Sabiha Kurtulmuş’u 1994’te İstanbul sanat ortamında çalışmaya başladığı günden beri tanıyorum ve izliyorum. İstanbul galeri ortamına değerli katkılarını galerisini yeni gelişen bir bölgeye taşıyarak sürdürüyor, ben de takviye vermekten ötürü memnunluk duyuyorum. Kurtulmuş çok yerinde bir sorumluluk duyarak, çağdaş sanatın bugünkü muvaffakiyetinin gerisindeki geçmiş muvaffakiyetleri gündeme taşımak istedi. Günümüzün genç sanatçı jenerasyonunun geçmişteki üretimleri tanıma ve manaya imkanı çok kolay değil. Retrospektif manada stantlar düzenleyen kapsamlı bir çağdaş sanat merkezi-müze sistemi kâfi değil. Galerilerin bu cins stantlar yapması bir hizmet oluyor. Bu stant kısa müddette ve pandemi şartlarında hazırlandı. Davet ettiğim sanatkarların çabucak hepsi kabul etti ve eski tarihli işleri de sunabildik. 1980’lerde ve 1990’larda üretilmiş yapıtlar ya satılmıştır ya depolardadır ya da teknik açıdan yenilenmesi gerekir. Sanatkarların yapıtlarının nasıl ve hangi şartlarda saklandığı kıymetli bir sorun. Kamusal bir takviye sağlanmalı, yapıtların sağlıklı şartlarda saklanacağı bir depo sistemi kurulmalı.
Stant 1980’ler ve 1990’lar çağdaş sanat üretimini yansıtıyor. Bu yapıtların birlikteliği bugün için ne söz ediyor sizce?
Günümüzdeki sanat üretimini tanımladığımızda “İlişkisel Estetik” üretimi terimini kullanıyoruz. İşte bu “ilişkisel” kavramının temeli 1980’lerde atıldı ve 1990’larda geliştirildi; ömürle, bilimle, teknolojiyle, iktisatla, siyasetle ilişkisel bilgi içeren işlerin üretimi. Türkiye sanatkarları daha 1970’lerin sonunda bu değişimi yakaladılar ve geliştirdiler. Bugün sanatkarların “ilk” ya da “yeni” kavramlarını kullanırken dikkat etmeleri gerekir. Bu iki kavramın ardında her vakit 20. yüzyıldaki akımların izleri vardır. Şayet bugüne kadar ülke çapında çağdaş sanat müzeleri kurulsaydı bu 40 yıllık üretim tüm toplumun bilgi ve görgüsüne sunulabilirdi. Yapıtların bir aradalığının oluşturduğu bilgi ve bellek birikiminin toplumda yarattığı zihinsel ve ruhsal zenginliğin şuurunda olmamız gerekiyor.

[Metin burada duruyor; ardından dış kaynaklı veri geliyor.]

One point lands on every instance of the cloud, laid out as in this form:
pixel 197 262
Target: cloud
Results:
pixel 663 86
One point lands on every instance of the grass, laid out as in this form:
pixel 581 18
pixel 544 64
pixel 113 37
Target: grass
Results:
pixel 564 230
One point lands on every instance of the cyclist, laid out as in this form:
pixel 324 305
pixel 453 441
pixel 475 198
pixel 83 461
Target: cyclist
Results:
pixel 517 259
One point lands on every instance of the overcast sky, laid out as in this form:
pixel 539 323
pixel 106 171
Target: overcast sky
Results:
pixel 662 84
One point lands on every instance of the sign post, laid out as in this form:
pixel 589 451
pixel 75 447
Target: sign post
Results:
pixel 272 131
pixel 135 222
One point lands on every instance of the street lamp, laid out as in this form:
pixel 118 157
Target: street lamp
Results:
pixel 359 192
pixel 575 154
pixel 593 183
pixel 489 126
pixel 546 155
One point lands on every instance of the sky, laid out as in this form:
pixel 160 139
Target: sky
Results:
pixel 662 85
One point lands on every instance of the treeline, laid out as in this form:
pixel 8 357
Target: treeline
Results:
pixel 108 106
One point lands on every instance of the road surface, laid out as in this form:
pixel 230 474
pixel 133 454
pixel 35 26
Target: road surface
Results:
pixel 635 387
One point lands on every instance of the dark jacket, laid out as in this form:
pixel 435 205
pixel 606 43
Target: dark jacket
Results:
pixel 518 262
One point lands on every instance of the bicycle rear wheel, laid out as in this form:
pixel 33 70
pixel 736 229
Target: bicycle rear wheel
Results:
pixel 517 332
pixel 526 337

Bu bir bellek standı, fakat sonuçta sonlu bir galeri sergisidir; bir müze standı değildir. Yeniden de toplumun, izleyicinin, koleksiyoncunun belleğini tazelemeyi amaçlamaktadır. Bu sanatkarlar geçmişte birlikte çalıştılar. Bu stant birebir vakitte o birlikteliği ve iş birliğini de yansıtmayı amaçlıyor.
Çağdaş sanat üretimi ivme kazandı ancak tartışmaları da beraberinde getiriyor. Bir yapıtın çağdaş sanat ismine kabul edilebilir olması hangi ölçütlere bağlı sizce?

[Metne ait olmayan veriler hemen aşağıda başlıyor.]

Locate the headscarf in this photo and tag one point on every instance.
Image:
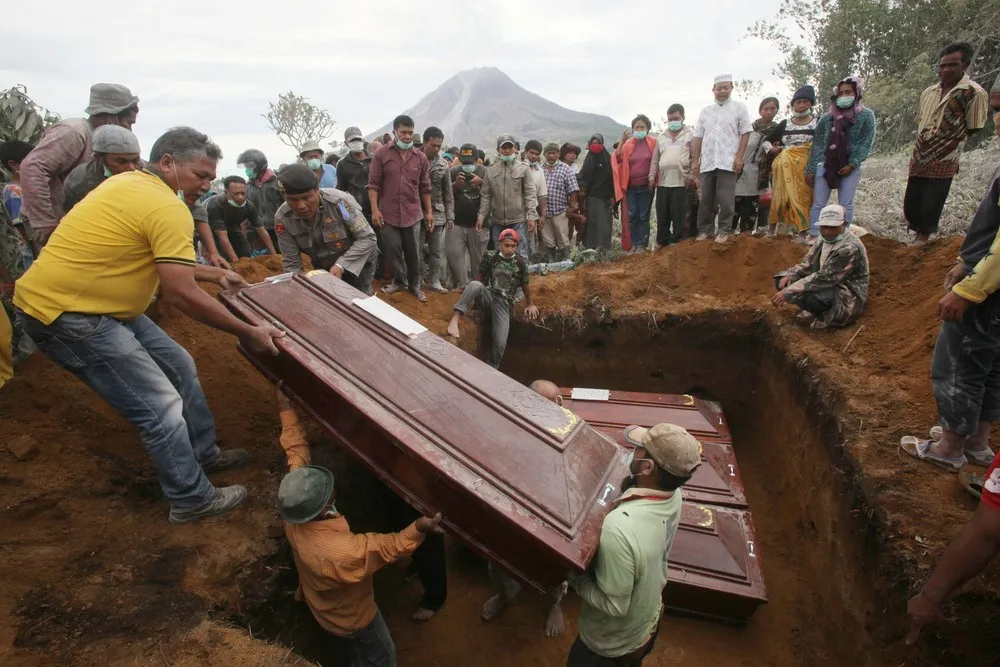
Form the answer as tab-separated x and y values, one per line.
596	171
838	147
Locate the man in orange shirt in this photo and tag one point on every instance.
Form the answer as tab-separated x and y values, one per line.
335	565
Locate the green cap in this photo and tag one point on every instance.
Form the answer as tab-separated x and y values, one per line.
304	493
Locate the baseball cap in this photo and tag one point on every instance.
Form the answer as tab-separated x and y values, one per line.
304	493
832	216
468	154
669	445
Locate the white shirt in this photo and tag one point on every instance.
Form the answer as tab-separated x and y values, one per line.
720	127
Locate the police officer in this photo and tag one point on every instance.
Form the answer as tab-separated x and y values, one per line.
325	224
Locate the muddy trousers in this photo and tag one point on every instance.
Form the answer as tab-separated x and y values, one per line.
476	295
580	655
151	381
403	253
965	372
371	646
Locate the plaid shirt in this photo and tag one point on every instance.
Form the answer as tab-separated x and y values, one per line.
560	181
943	125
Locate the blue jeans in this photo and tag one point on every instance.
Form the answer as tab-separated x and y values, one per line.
639	201
151	381
371	646
846	188
522	233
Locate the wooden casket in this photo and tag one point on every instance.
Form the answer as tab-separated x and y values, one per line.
519	479
715	569
716	481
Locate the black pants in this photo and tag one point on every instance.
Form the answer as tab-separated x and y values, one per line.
581	656
750	214
671	214
924	201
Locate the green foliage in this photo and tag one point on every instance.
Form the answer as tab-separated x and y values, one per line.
20	118
296	120
891	44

Türkiye’deki görsel sanatlar üretimi global bağlamda aktif bir üretim. Bilhassa bulunduğumuz siyasal-ekonomik problemli coğrafyada ülkenin sanatkarları ilerici demokrasi, söz özgürlüğü, insan hakları bağlamında Türkiye toplumunu aydınlatan ve tüm komşu ülkelere örnek olan kapsamlı üretimler gerçekleştiriyor. Altyapı ve kültür siyaseti kâfi değil. AB ülkelerindeki kültür ve sanat endüstrisinin parametrelerinin ülkemizde uygulanması gecikmektedir. Sanatkarlar yapıtlarıyla toplumlara hakikat-sonrası sistemde hakikat gösterme fonksiyonunu üstlenmiştir. Global bağlamda geçerli sanat üretiminin en değerli özelliği bellek, bilgi içeren düşünsel, eleştirel, ilişkisel, uyarıcı bir görsel lisana sahip olmasıdır.